At 10, boys still like remote control cars. There are some great ones out there for not too much. The Kiosk's in the mall always seem to have cool ones. I second nerf guns. Last year the kids got marshmellow shooters and they've been fun.


----------



## Mirzam (Sep 9, 2002)

My 10 year old boy loves lego, anything soccer related, nerf guns and board and card games.


----------



## HollyBearsMom (May 13, 2002)

Zynga game cards

ANYTHING Lego- he loves their new games, any of the lego Wii games, books on Lego's, etc

A paper guitar

Banangrams

subscription to SI kids, Nat. Geo. kids

He does love to read but even if your son doesn't you might want to try almanac type books. He loves the kids wolrd almanac, sports almanac, Ripley Believe it or Not, etc

Just saw the Nerf Gun note- My son got a bunch at his B-day this year and LOVED them. Also he loves his air soft gun too.


----------



## LynnS6 (Mar 30, 2005)

What about Calvin and Hobbes comic books? Most 11 year olds I know love those, and they're not so difficult to read to be off-putting.
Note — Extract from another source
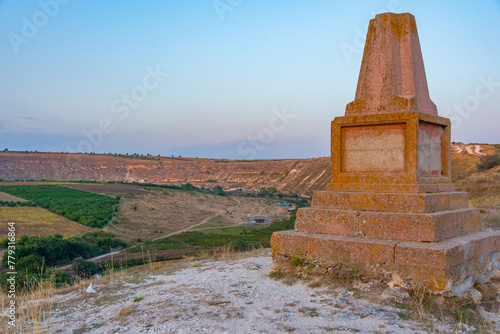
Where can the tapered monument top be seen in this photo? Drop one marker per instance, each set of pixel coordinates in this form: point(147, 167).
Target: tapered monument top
point(392, 75)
I second the Almanac and World Record type books.

A gift card would also probably be a hit.


----------



## Ellien C (Aug 19, 2004)

camping equipment - like a sleeping bag, flashlight, canteen, mess kit, compass or a pocketknife. REI has some very cool things around that age. It's my favorite 10 year old gift theme for boys.


----------



## WCM (Dec 15, 2007)

This is exactly the thread I came here to post! My son, 10, has all he wants/needs, and yet xmas AND his birthday are coming fast, and we have no idea what to get for him. He has a solid grasp of waste and consumerism, and thus sees the 'unnecessary' in many things. So he loves Lego, but chooses his sets wisely and so only wants maybe 2 sets a year. Ditto books (but we can get them at the library mom). he wanted a skateboard, so we bought him one. Not because we're rich and indulgent, but he asked in September, his birthday's in the heart of snow season, why *make* him wait just for timing?
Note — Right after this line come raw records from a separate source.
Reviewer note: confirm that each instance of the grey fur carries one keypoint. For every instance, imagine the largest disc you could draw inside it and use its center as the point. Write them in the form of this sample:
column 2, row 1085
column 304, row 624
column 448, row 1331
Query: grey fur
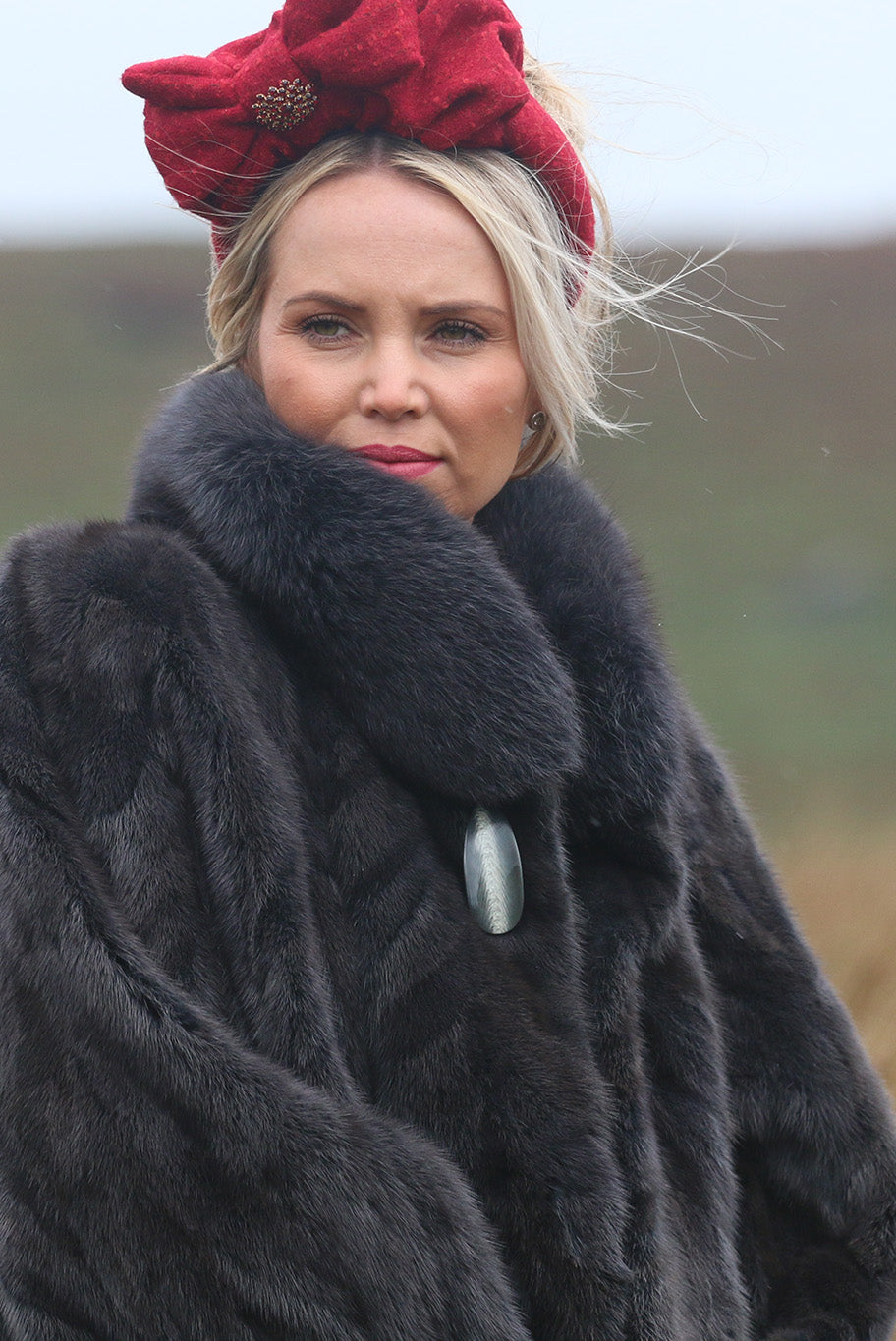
column 261, row 1076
So he has all he'd like (lego, calvin and hobbes, camping gear, skateboard, bike). What to give?

He's homeschooled, and has been 'bored' for the past 6 months or so, and asks about hobbies. We suggest lots but nothing sticks or interests him (knitting, drawing, painting, puzzles, sewing) (of course I suggest my interests) and I've said I'll try to find more hobby ideas cause i only know what i like. he asked could he get hobby suplies for gifts but what hobby? Poor guy doesn't know what he'd like to do.

All your suggestions so far have been lovely.


----------



## 4evermom (Feb 3, 2005)

My 9 yo wants this hydrodynamic building set. http://www.amazon.com/Girder-Panel-Hydrodynamic-Deluxe-Set/dp/B000PVVQMU/ref=sr_1_1?ie=UTF8&s=toys-and-games&qid=1290618748&sr=8-1

He wants lego power functions so he can adapt one of his lego sets to be remote controlled (he saw a video on how to do it).
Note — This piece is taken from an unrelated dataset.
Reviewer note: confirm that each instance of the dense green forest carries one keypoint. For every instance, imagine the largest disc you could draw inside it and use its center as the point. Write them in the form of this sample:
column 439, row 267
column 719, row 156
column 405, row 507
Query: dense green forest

I bought him a spy gear lie detector toy at Target (it was on sale for $10 instead of $15) because he loves spy gear stuff.

There are a couple ds games on his wish list.

I'm thinking about getting him a paper making kit because he loves the idea of recycling paper.

He doesn't like to read to himself but he is LOVING the Animorphs book series by K Applegate. Our library is missing some of them so I might get used copies of those.


----------



## 4evermom (Feb 3, 2005)

My ds loves his snap circuit set and would like this green energy version. http://www.amazon.com/Elenco-Snap-Circuits-Green-Alternative/dp/B002PLNSRY/ref=br_lf_m_1000622131_1_5_ttl?ie=UTF8&m=ATVPDKIKX0DER&s=toys-and-games&pf_rd_p=1280752802&pf_rd_s=center-2&pf_rd_t=1401&pf_rd_i=1000622131&pf_rd_m=ATVPDKIKX0DER&pf_rd_r=14DRYHAQ1V6NYKD1F6SF


----------



## HSMOM3 (Nov 21, 2009)

My 10 year old son has been wanting one of these since he played with one at his friends house over the summer. They are having a huge sale on it now so we got him one for Christmas!









http://www.amazon.com/gp/redirect.html?ie=UTF8&location=http%3A%2F%2Fwww.amazon.com%2FRobonica-Roboni-Programmable-Gaming-Robot%2Fdp%2FB002SG6JWM%3Fs%3Dtoys-and-games%26ie%3DUTF8%26qid%3D1290223229%26sr%3D1-2&tag=redirecttoys-20&linkCode=ur2&camp=1789&creative=9325









Lego's are also another great gift for that age group.

Good luck!


----------



## dormiles (Nov 4, 2010)

Lego is fine, for sure.

RC toys (cars are fine, helicopters are even better - i got one for my DS as surprise gift 1 year ago, both him and my DH love it)

And gift cards are always good, he can choose for himself - i usually buy BIG box of sweets to go with the giftcard, looks better under the tree.


----------